Tears prick my eyes. I lean in and kiss him, slow and sweet and full of six years of gratitude. “I’m never leaving,” I murmur against his lips. “Not you. Not our children. This is my family. The one I always dreamed of but never thought I’d get.”

He pulls me closer, one hand still protectively over our unborn son. “Then we’ll fill this city with more of them,” he says, a hint of that old ruthless smile returning. “Three more at least. I want an entire army of little girls with your fire and little boys who will learn to be better than I was.”

I laugh softly. “You’re insane.”

“I’m in love,” he replies, the same words he gave me that night six years ago. “With you. With them. With this life we built.”

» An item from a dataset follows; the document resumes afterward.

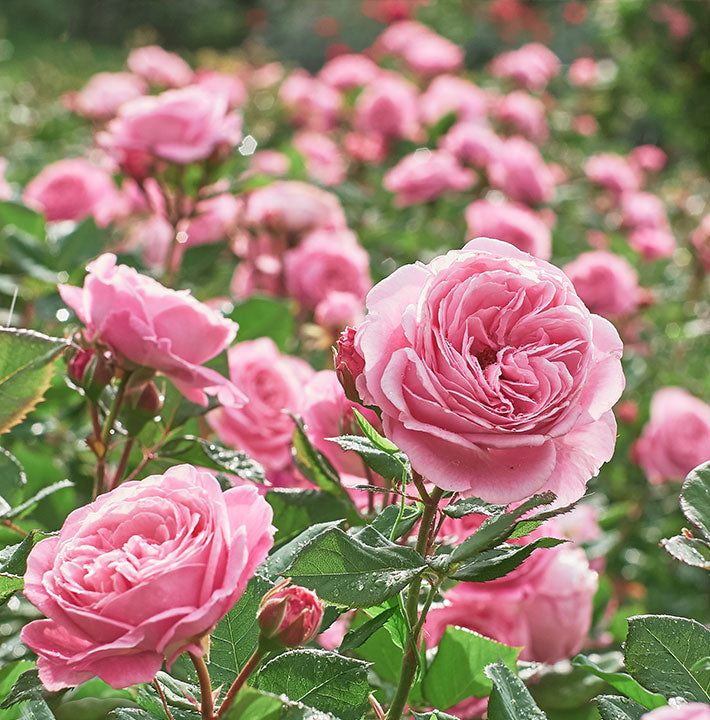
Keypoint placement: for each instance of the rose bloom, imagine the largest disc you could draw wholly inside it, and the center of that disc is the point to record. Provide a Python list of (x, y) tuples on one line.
[(520, 172), (606, 282), (73, 189), (492, 375), (148, 325), (451, 94), (273, 384), (101, 97), (471, 143), (180, 126), (294, 207), (531, 66), (109, 582), (512, 223), (676, 438), (159, 67), (327, 261), (426, 175)]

As I drift off to sleep in his arms—our daughter’s laughter still echoing faintly down the hall, our son kicking gently against his father’s palm—I know without a shadow of doubt that we are exactly where we were always meant to be.

Mikhail Kutuzov is still the most feared man in Boston.

But in this penthouse, in our home, he is simply Daddy.

He is my husband.

He is loved.

And for the first time in his life, the Pakhan has found something more powerful than fear. He has found a family.